Closed gurugecl closed 1 year ago
Hi @gurugecl, thank you for raising this, you can run GraphSage, just need to specify beta.graphSage
instead of just graphSage
in the addNodeProperty
procedure name, also make sure to set the required configuration parameters.
Please give it a try and let us know.
Hi @vnickolov, thank you for quick response and great that did work as long as I only include the required properties like model name and mutate property.
[{name: 'gds.beta.graphSage.mutate', config: {modelName: 'gs_model', mutateProperty: 'embedding'}}]
However as soon as I include the other properties for graphSage that I need and described in the documentation like below
CALL gds.beta.pipeline.linkPrediction.addNodeProperty('lp-pipeline2', 'beta.graphSage', { modelName: 'gs_model', mutateProperty: 'embedding', embeddingDimension: 64, featureProperties: ['x','b','c'], projectedFeatureDimension: 16, activationFunction: 'relu', negativeSampleWeight: 20, searchDepth: 5, epochs: 1, learningRate: 0.1, batchSize: 100, aggregator: 'mean' })
I get the following error
ClientError: [Procedure.ProcedureCallFailed] Failed to invoke procedure gds.beta.pipeline.linkPrediction.addNodeProperty
: Caused by: java.lang.IllegalArgumentException: Unexpected configuration keys: activationFunction, aggregator, embeddingDimension, epochs, featureProperties, learningRate, negativeSampleWeight, projectedFeatureDimension, searchDepth
However the configuration mappings work fine when using fastRP and the ones associated with it
Thank you @gurugecl, we will have a look at this, it is definitely unexpected behaviour.
Hi @gurugecl,
Only the graphsage predict mutate mode is supported as a pipeline node property step. That is, you will first have have to train the graphsage model outside of the pipeline directly by a call to gds.beta.graphSage.train
, and then you can add graphsage predict (beta.graphSage
) as a node property steps to your pipeline providing the modelName
configuration key of the model you have just trained.

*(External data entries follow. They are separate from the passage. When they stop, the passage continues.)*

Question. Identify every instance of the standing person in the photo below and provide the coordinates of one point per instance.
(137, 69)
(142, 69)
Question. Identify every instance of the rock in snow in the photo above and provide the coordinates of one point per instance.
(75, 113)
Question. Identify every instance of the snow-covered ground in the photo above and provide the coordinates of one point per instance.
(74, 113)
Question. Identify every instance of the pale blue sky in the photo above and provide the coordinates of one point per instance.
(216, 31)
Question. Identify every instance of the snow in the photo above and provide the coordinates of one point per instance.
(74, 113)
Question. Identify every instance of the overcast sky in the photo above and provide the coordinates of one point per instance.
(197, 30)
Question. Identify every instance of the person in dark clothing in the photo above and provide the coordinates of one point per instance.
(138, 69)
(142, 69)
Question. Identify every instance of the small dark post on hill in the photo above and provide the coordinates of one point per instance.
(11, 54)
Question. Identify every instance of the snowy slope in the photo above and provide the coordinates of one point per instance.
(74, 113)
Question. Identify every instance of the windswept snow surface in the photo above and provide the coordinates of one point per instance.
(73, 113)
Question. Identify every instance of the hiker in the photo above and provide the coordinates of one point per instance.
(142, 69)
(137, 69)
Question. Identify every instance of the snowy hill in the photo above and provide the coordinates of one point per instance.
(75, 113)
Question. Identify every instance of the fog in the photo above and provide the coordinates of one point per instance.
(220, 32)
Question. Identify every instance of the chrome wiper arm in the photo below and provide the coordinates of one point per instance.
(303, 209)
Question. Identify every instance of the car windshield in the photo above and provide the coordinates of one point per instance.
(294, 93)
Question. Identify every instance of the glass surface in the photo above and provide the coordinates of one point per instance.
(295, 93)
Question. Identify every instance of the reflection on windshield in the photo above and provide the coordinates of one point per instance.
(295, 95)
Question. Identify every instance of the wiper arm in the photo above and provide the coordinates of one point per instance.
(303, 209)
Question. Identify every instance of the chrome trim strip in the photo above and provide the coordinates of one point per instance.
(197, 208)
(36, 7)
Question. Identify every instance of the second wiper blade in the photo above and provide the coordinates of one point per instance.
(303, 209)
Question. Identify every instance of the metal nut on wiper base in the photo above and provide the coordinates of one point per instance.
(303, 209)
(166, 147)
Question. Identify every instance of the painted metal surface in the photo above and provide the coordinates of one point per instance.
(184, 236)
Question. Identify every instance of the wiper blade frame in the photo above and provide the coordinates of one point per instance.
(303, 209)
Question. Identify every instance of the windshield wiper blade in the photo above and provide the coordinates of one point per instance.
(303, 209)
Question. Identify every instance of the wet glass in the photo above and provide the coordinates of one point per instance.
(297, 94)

When you add the graphsage node property step you may only provide parameters relevant to the predict mutate mode. So parameters like epoch
and so on should be passed directly to gds.beta.graphSage.train
, not when adding the node property step.
Does this make sense? We probably have to document this better.
Oh I see. Yes overall that does make sense. But could you then clarify how applying the prediction in mutate would work on the various sets in terms of the relationship splits functionality
https://neo4j.com/docs/graph-data-science/current/machine-learning/linkprediction-pipelines/config/
Because based on my understanding it splits the data into 3 sets for testing, training, and feature-input. feature-input is where the embedding algorithm training happens right to avoid data leakage. So would I set the feature-input fraction to zero then since I will have to train on a separate sub graph set (to mirror the feature-input set) outside of the pipeline?
Also it sounds like the predictions in mutate mode happen on the test and train sets right in order to then use those embedding properties in the link feature steps where the (L2, Hadamard, cosine) feature vectors are created for downstream classification. "The node property steps that are added to the pipeline will be executed both when training a pipeline and when the trained model is applied for prediction". But won't the embedding then incorporate the link we are interested in predicting on into the embedding which wouldn't be available in new data we want to predict links for in the future?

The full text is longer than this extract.